Начмед хозяйничал в лазарете как у себя дома и нельзя было ступить шагу без его домовитых попреков с понуканиями. Наверное, не родилось женщины, что могла бы осилить это злое бабство, отчего Институтов, сколько ни вылезал из кожи вон, стараясь нравиться и девушкам и женщинам, прозябал бесплодным холостяком. С въедливостью евнуха начмед не только приводил в порядок людей и предметы, но и озвучивал свой же порядок занудными речами. Появись в лазарете что живое или даже неживое, Институтов заводил тут же собственное мнение, а все должны были доставлять ему удовольствие, не только исполняя его правила, но и слушая его речь. О появлении лейтенанта, однако, он хранил опасливое молчание и старательно уберегал себя от соприкосновений с этой новой личностью, как если бы странного молодого человека поместили в лазарет нарочно для того, чтобы не лечить. Какая тогда нужда была содержать его в лазарете, начмед, без сомнения, хорошо знал, отчего сторонился офицерской палаты, произнеся лишь раз или два c оглядкой в eе сторону: «Тоже мне Раскольников…»

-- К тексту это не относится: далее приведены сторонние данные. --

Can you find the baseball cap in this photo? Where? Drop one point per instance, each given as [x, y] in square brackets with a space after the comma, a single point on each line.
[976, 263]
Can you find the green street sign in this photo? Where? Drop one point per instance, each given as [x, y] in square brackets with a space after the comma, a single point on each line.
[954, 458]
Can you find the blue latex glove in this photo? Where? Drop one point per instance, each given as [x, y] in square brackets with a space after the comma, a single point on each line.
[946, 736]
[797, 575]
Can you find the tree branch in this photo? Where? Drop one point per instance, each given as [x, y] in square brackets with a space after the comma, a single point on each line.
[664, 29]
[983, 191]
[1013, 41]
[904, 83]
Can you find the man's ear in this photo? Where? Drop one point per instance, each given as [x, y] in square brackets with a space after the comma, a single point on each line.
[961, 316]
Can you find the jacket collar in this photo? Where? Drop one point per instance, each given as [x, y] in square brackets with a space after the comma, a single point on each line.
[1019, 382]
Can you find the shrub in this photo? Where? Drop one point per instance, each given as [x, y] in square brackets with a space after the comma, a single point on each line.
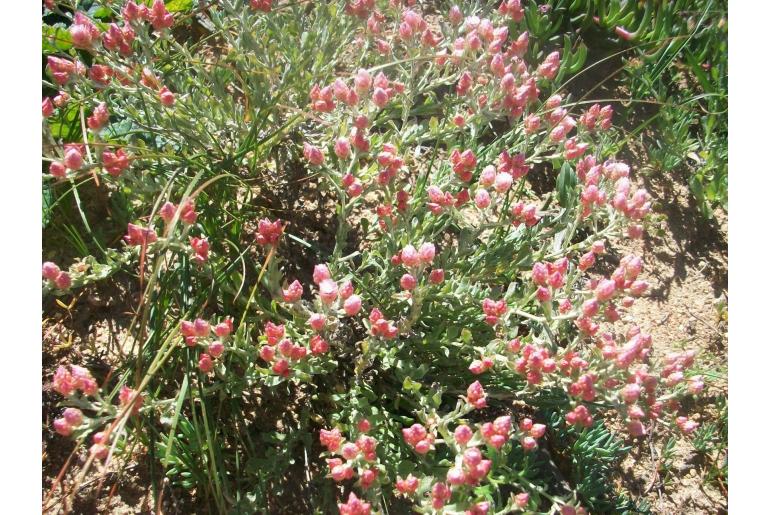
[469, 289]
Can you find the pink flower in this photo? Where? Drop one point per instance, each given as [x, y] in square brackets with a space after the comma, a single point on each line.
[63, 281]
[321, 272]
[63, 382]
[630, 393]
[476, 395]
[455, 15]
[281, 367]
[274, 332]
[427, 252]
[408, 282]
[380, 97]
[440, 493]
[327, 290]
[205, 363]
[83, 32]
[342, 147]
[362, 81]
[224, 328]
[50, 270]
[318, 345]
[73, 157]
[317, 321]
[352, 305]
[482, 198]
[436, 276]
[216, 349]
[407, 486]
[267, 353]
[293, 293]
[463, 434]
[410, 257]
[312, 154]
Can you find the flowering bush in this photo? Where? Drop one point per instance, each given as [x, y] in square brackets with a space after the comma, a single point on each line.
[469, 310]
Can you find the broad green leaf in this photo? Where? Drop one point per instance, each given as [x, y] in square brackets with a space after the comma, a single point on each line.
[175, 6]
[56, 39]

Когда Институтов вздумал окружить вновь прибывшего еще и подобием карантина, его взгляд сам собой прицепился к одному из подневольных солдат, что уже был занят работой и одиноко возвышался на малярных козлах под потолком.
Начмед на минутку замлел, когда пронзил совестливый щекотливый холодок, но пышно глуповато произнес: «Холмогоров! Ну-ка, голубчик, спустись с небес…» Тот послушно оторвался от работы и неуклюже спустился с высоты малярских козел – полуголый и мазанный с ног до головы побелкой, похожий на садово-паркового болвана из гипса. Глядя раздраженно на статую с опущенными руками, Институтов насупился, буркнул: «Ну, голубчик, будет еще работа: подавай в офицерскую палату завтрак, обед, ужин и уноси грязную посуду, когда наш новый больной поест».